You'd think after the malicious classification chicanery in the Drake case, the Justice Department and NSA would have learned their lesson. Obviously, if the unreturned property contained such damning information, the Justice Department would have used it against Drake at trial, since most of the "evidence" the government tried to introduce against him was deemed to be unclassified can caused their case to crumble.
The fact that NSA's Signals Intelligence Directorate Deputy now claims that two documents contain information that is "currently and properly" classified at an uber-secret level suggests that these documents were only deemed so after a "forced classification review" of the seized items, just as had been done to Thomas Drake--about which Bush's former classification czar (J. William Leonard) said he had never seen a "more deliberate and willful example of government officials improperly classifying a document."
A couple of points on the government's secrecy-abusing response:
(1) The FBI seized these computers in 2007 - over four years ago - as part of the years-long, millions-spent but completely fruitless hunt for the sources of the Pulitzer Prize-winning New York Times article that exposed NSA's constitutionally-dubious warrantless wiretapping program.

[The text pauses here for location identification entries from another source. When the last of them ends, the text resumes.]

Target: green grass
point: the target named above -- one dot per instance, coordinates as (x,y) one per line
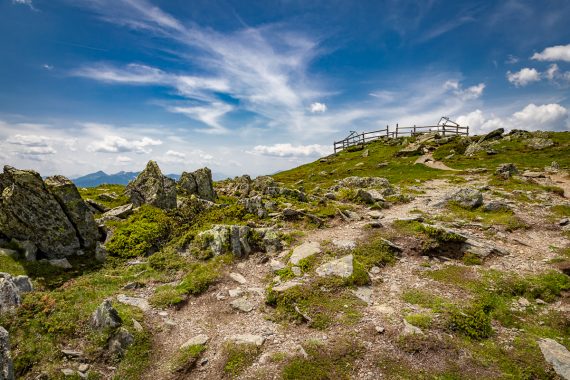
(334,360)
(185,359)
(143,233)
(239,357)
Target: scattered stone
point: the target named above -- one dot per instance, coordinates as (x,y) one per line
(201,339)
(198,183)
(538,143)
(344,244)
(465,197)
(60,263)
(105,316)
(286,285)
(506,171)
(557,355)
(304,251)
(364,293)
(238,278)
(276,265)
(342,267)
(74,354)
(243,304)
(6,364)
(410,329)
(152,187)
(141,303)
(370,196)
(257,340)
(120,342)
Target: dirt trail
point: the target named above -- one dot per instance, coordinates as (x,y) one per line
(211,313)
(428,160)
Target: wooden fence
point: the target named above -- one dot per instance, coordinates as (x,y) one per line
(445,127)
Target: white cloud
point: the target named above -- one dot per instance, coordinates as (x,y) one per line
(552,71)
(117,144)
(317,107)
(532,117)
(523,77)
(469,93)
(288,150)
(554,53)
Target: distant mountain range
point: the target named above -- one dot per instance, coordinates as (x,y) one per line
(120,178)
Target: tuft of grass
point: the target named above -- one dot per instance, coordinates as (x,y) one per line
(239,357)
(333,361)
(143,233)
(185,359)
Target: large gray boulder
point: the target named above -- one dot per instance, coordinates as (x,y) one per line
(198,183)
(152,187)
(6,365)
(29,211)
(76,210)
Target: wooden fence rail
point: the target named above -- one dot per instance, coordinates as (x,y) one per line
(355,138)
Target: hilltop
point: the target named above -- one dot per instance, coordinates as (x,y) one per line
(419,257)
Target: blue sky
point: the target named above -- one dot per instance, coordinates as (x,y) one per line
(260,86)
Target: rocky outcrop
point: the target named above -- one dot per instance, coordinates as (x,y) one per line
(50,215)
(238,240)
(466,197)
(198,183)
(6,365)
(152,187)
(76,210)
(105,316)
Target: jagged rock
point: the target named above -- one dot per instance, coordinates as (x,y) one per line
(9,294)
(141,303)
(304,251)
(557,355)
(121,212)
(28,211)
(152,187)
(539,143)
(120,342)
(27,247)
(60,263)
(198,183)
(496,206)
(370,196)
(76,210)
(493,135)
(255,206)
(506,170)
(243,304)
(6,364)
(105,316)
(200,339)
(96,206)
(286,192)
(257,340)
(340,267)
(465,197)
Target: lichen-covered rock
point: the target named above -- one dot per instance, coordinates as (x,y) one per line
(76,210)
(198,183)
(466,197)
(6,364)
(28,211)
(152,187)
(507,170)
(255,206)
(105,316)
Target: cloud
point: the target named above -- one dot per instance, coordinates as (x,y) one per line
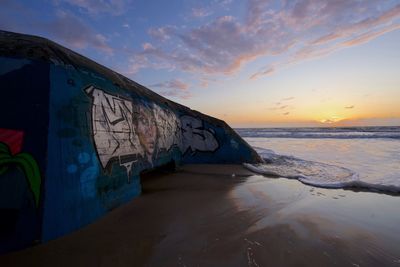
(298,30)
(287,98)
(173,88)
(95,7)
(201,12)
(75,33)
(162,33)
(64,27)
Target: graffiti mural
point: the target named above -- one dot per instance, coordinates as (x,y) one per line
(146,130)
(127,131)
(11,155)
(113,130)
(169,128)
(196,137)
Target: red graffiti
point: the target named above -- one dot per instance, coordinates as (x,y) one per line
(13,139)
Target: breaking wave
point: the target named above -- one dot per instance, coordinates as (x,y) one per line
(314,173)
(319,133)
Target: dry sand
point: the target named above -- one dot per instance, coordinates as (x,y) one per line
(201,215)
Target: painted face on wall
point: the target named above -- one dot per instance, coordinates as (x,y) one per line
(147,130)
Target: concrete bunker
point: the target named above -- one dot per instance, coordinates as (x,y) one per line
(85,134)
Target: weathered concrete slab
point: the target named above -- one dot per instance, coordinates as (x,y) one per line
(75,136)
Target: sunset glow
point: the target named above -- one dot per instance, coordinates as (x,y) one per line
(251,63)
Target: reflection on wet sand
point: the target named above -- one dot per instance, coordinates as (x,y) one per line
(202,215)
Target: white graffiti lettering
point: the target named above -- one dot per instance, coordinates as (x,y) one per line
(112,124)
(195,136)
(125,132)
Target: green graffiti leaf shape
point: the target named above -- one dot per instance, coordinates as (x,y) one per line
(27,164)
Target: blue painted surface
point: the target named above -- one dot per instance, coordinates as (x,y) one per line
(92,139)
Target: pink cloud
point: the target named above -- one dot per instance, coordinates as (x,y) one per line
(300,30)
(94,7)
(201,12)
(173,88)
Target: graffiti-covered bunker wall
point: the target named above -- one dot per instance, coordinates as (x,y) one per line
(75,136)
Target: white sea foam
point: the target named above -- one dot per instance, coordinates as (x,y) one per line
(317,173)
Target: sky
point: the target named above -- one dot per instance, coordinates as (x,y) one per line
(252,63)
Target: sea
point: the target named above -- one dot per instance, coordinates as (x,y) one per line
(358,158)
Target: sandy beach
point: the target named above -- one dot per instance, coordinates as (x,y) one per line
(224,215)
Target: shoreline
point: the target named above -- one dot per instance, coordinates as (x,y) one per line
(202,215)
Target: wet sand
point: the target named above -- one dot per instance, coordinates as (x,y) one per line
(202,215)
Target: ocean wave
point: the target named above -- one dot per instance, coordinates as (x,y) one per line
(317,133)
(314,173)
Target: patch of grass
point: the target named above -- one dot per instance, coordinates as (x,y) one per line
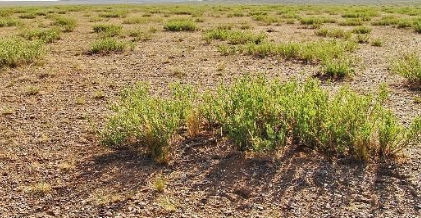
(109,45)
(15,52)
(338,68)
(363,38)
(352,22)
(180,25)
(28,16)
(233,36)
(409,66)
(8,22)
(334,33)
(108,30)
(417,27)
(257,114)
(142,35)
(267,19)
(316,20)
(362,30)
(67,24)
(45,35)
(151,121)
(142,20)
(386,21)
(307,52)
(40,189)
(377,43)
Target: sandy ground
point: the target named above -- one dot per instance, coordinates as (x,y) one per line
(49,138)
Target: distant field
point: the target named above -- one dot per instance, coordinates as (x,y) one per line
(211,110)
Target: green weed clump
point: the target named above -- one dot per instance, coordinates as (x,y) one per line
(267,19)
(45,35)
(180,25)
(142,20)
(15,52)
(338,68)
(257,114)
(234,36)
(8,22)
(68,24)
(109,45)
(362,30)
(142,119)
(417,27)
(316,20)
(334,33)
(352,22)
(409,66)
(108,30)
(307,52)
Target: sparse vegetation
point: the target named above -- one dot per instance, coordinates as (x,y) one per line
(180,25)
(45,35)
(15,52)
(233,36)
(67,24)
(261,115)
(108,30)
(109,45)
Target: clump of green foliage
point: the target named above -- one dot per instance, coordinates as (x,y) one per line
(316,20)
(409,66)
(142,20)
(15,52)
(234,36)
(267,19)
(45,35)
(417,26)
(180,25)
(68,24)
(108,30)
(307,52)
(258,114)
(109,45)
(334,33)
(363,38)
(352,22)
(142,119)
(338,68)
(8,22)
(362,30)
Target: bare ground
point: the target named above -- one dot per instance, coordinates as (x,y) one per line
(49,138)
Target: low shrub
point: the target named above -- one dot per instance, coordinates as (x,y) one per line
(417,27)
(142,20)
(363,38)
(180,25)
(307,52)
(257,114)
(15,52)
(108,30)
(45,35)
(352,22)
(334,33)
(234,36)
(377,43)
(8,22)
(362,30)
(68,24)
(109,45)
(409,66)
(338,68)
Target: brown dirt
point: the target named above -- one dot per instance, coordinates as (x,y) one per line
(49,138)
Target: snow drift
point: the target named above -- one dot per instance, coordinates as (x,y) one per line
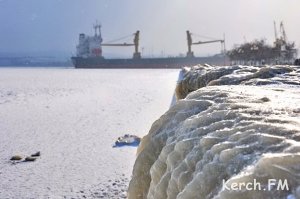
(229,131)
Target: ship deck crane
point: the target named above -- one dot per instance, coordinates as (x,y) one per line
(136,54)
(190,42)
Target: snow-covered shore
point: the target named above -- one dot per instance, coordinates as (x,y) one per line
(235,127)
(73,117)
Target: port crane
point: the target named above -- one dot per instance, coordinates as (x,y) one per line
(190,42)
(136,54)
(285,51)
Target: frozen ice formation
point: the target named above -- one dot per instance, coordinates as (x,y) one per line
(229,132)
(201,76)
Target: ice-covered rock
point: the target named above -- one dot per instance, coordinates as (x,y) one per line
(201,76)
(219,139)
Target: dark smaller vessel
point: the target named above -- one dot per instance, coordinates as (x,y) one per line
(89,54)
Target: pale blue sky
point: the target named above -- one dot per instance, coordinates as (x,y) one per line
(54,25)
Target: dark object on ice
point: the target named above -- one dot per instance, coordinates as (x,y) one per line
(16,158)
(29,159)
(127,140)
(37,154)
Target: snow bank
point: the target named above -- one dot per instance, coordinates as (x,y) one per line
(74,117)
(221,135)
(201,76)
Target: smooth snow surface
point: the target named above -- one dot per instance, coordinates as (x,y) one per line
(73,117)
(237,124)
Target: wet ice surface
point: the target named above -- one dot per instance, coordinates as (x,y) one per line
(73,117)
(229,127)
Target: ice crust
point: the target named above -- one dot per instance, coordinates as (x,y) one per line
(229,130)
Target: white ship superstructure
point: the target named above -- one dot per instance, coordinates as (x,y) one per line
(90,46)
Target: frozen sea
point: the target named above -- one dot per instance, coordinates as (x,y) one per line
(73,116)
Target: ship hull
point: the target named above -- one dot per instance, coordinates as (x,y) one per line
(175,62)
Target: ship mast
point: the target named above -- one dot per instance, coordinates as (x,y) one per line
(136,54)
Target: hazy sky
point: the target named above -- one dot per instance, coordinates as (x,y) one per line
(53,25)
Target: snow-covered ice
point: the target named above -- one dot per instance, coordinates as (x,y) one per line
(234,125)
(73,117)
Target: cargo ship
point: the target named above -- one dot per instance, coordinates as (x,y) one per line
(89,54)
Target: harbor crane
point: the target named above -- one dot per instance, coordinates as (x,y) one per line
(136,54)
(190,42)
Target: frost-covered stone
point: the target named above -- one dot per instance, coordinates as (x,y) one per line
(226,134)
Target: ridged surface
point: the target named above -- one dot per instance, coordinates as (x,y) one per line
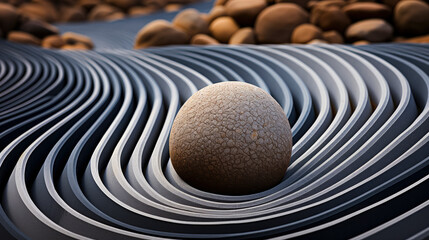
(84,143)
(84,140)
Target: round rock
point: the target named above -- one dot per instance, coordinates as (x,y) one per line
(330,18)
(245,12)
(191,22)
(223,28)
(160,33)
(54,41)
(231,138)
(203,39)
(243,36)
(412,18)
(366,10)
(276,23)
(371,30)
(39,28)
(333,37)
(23,37)
(305,33)
(217,11)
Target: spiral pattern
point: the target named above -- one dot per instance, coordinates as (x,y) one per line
(84,143)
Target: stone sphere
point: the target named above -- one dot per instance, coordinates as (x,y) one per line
(231,138)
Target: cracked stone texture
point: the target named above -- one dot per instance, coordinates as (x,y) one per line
(231,138)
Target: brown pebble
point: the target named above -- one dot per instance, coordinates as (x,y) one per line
(326,3)
(412,18)
(160,33)
(333,37)
(105,12)
(301,3)
(8,17)
(138,11)
(191,22)
(223,28)
(23,37)
(72,14)
(39,28)
(245,12)
(367,10)
(243,36)
(43,11)
(276,23)
(305,33)
(330,18)
(371,30)
(173,7)
(203,39)
(74,38)
(217,11)
(88,4)
(54,41)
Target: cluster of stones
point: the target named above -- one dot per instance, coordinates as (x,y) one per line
(293,21)
(22,27)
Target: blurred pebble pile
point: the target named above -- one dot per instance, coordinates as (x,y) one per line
(293,21)
(29,22)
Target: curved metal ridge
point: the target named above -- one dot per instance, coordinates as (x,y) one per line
(84,143)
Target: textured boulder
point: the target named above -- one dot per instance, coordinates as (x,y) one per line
(23,37)
(367,10)
(371,30)
(71,38)
(243,36)
(8,17)
(203,39)
(330,18)
(333,37)
(54,41)
(191,22)
(217,11)
(305,33)
(138,11)
(223,28)
(412,18)
(276,23)
(231,138)
(43,11)
(38,28)
(160,33)
(245,12)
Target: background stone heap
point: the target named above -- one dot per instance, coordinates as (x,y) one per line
(293,21)
(29,22)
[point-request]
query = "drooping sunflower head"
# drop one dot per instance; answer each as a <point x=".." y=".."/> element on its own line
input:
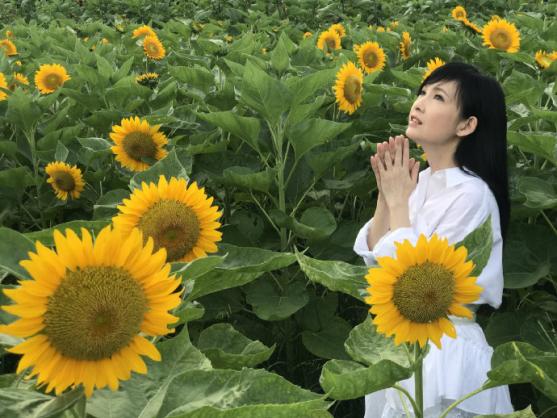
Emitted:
<point x="501" y="34"/>
<point x="459" y="13"/>
<point x="339" y="28"/>
<point x="432" y="65"/>
<point x="144" y="30"/>
<point x="8" y="47"/>
<point x="153" y="48"/>
<point x="405" y="44"/>
<point x="84" y="309"/>
<point x="50" y="77"/>
<point x="65" y="179"/>
<point x="371" y="57"/>
<point x="177" y="216"/>
<point x="348" y="88"/>
<point x="413" y="295"/>
<point x="137" y="142"/>
<point x="329" y="41"/>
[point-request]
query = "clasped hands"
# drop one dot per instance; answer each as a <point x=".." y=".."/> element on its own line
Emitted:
<point x="396" y="174"/>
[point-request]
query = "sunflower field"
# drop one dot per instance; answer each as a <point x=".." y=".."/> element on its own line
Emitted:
<point x="181" y="185"/>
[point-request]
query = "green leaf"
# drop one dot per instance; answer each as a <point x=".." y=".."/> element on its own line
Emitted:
<point x="245" y="128"/>
<point x="518" y="362"/>
<point x="311" y="133"/>
<point x="335" y="275"/>
<point x="14" y="247"/>
<point x="229" y="349"/>
<point x="273" y="303"/>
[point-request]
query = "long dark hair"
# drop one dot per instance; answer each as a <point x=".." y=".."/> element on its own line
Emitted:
<point x="485" y="150"/>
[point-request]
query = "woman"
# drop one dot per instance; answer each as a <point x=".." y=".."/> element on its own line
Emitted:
<point x="459" y="120"/>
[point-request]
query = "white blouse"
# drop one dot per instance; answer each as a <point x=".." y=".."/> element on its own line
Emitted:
<point x="452" y="204"/>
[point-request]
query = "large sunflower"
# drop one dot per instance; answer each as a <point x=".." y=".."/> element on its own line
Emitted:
<point x="329" y="41"/>
<point x="179" y="217"/>
<point x="136" y="140"/>
<point x="501" y="34"/>
<point x="50" y="77"/>
<point x="84" y="309"/>
<point x="65" y="179"/>
<point x="432" y="65"/>
<point x="153" y="48"/>
<point x="412" y="295"/>
<point x="371" y="56"/>
<point x="348" y="88"/>
<point x="404" y="46"/>
<point x="8" y="47"/>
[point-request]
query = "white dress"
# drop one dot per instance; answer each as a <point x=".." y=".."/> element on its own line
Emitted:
<point x="452" y="204"/>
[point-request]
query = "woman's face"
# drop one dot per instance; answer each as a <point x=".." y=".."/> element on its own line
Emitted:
<point x="434" y="116"/>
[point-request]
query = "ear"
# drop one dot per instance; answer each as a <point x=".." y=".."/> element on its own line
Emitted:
<point x="467" y="127"/>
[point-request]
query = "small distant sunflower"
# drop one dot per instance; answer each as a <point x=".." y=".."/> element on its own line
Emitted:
<point x="432" y="65"/>
<point x="8" y="47"/>
<point x="178" y="216"/>
<point x="49" y="77"/>
<point x="501" y="34"/>
<point x="329" y="41"/>
<point x="413" y="294"/>
<point x="371" y="57"/>
<point x="144" y="31"/>
<point x="85" y="310"/>
<point x="405" y="45"/>
<point x="153" y="48"/>
<point x="136" y="140"/>
<point x="459" y="13"/>
<point x="545" y="59"/>
<point x="339" y="28"/>
<point x="65" y="179"/>
<point x="348" y="88"/>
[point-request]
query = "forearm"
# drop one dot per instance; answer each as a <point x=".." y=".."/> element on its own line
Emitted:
<point x="380" y="224"/>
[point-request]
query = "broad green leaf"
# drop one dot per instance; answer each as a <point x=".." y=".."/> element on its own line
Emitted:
<point x="518" y="362"/>
<point x="335" y="275"/>
<point x="245" y="128"/>
<point x="229" y="349"/>
<point x="342" y="379"/>
<point x="311" y="133"/>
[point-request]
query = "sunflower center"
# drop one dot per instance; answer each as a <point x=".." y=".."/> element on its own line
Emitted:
<point x="172" y="225"/>
<point x="352" y="89"/>
<point x="64" y="181"/>
<point x="424" y="292"/>
<point x="139" y="145"/>
<point x="95" y="312"/>
<point x="370" y="59"/>
<point x="501" y="40"/>
<point x="53" y="81"/>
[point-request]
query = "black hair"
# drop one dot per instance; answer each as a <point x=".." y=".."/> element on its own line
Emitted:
<point x="484" y="151"/>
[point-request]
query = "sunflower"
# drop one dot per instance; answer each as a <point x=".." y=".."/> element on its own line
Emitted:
<point x="143" y="31"/>
<point x="371" y="56"/>
<point x="3" y="85"/>
<point x="153" y="48"/>
<point x="412" y="295"/>
<point x="501" y="34"/>
<point x="339" y="28"/>
<point x="405" y="45"/>
<point x="348" y="88"/>
<point x="179" y="217"/>
<point x="83" y="311"/>
<point x="65" y="179"/>
<point x="432" y="65"/>
<point x="50" y="77"/>
<point x="136" y="140"/>
<point x="459" y="13"/>
<point x="329" y="41"/>
<point x="8" y="47"/>
<point x="545" y="59"/>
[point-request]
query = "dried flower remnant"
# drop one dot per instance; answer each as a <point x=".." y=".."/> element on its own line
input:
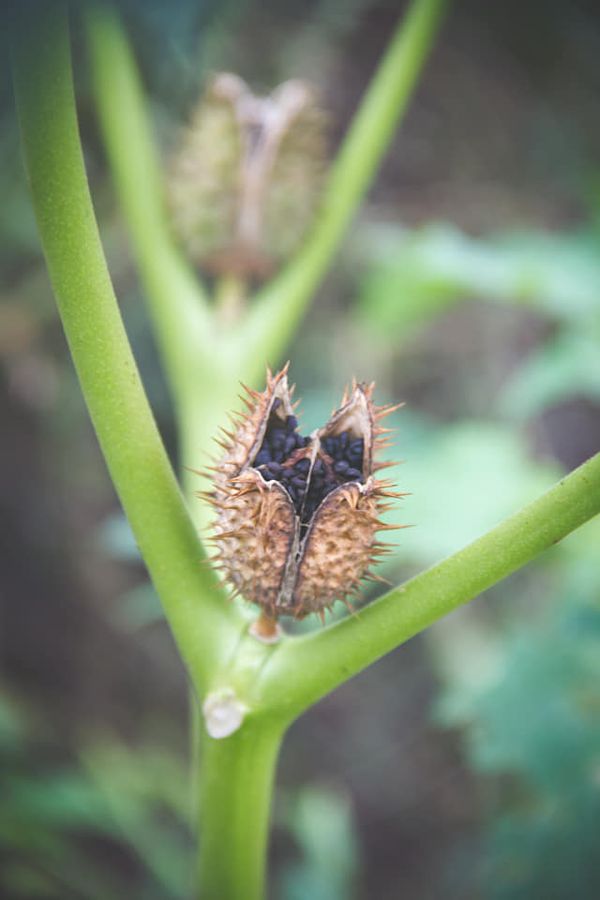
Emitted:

Now the government claims it needs more time to analyze two hard drives:
Because of the size of emerging technologies in digital storage media, analysis of oftentimes an arduous process . . .
Given the volume of the hard disk drives, and the time it will take to perform a complete review to separate classified from unclassified information, a time consuming process is expected.
Is this part of NSA's fear-mongering rhetoric?? Because it scares the heck out of me that over four years is not enough time for the country's most powerful data collection agency to analyze two hard drives. Supposedly it's an "arduous process." (No wonder NSA needs to spend billions of taxpayer dollars on storage facilities.)
(2) How does the government propose the Court handle the apparently-infinite time needed to go through two hard drive seized in 2007? By putting the case in the hands of a magistrate instead of federal Judge Richard D. Bennett. It is no surprise NSA would prefer Judge Bennett not handle the case involving an unjustifiable government delay and outlandish secrecy claims. Judge Bennett is wise to NSA's hysterical, unfounded cries of secrecy having presided over the failed case against Drake, and Bennett lambasted the Justice Department for the 2 1/2 year delay between the 2007 raid on Drake's home and 2010 indictment saying such an "unconscionable" delay "did not past the smell test," and comparing it to British abuses of colonial Americans.
For his part, Wiebe was skeptical about the government's newest secrecy assertions, telling Politico ,
"I am dismayed to hear the government thinks there is classified information on either or both of my two computers. Frankly, I wouldn't put classified information on my computers. After 32 plus years in the business, you don't do that sort of thing, and -- again frankly speaking -- I could not conceive of a need to ever do so . . ."
Weibe's skepticism is justifiable. In February 2010, the government gave both him and Bill Binney immunity from criminal prosecution. (Drake, Binney and Wiebe are clients of my organization, the Government Accountability Project ).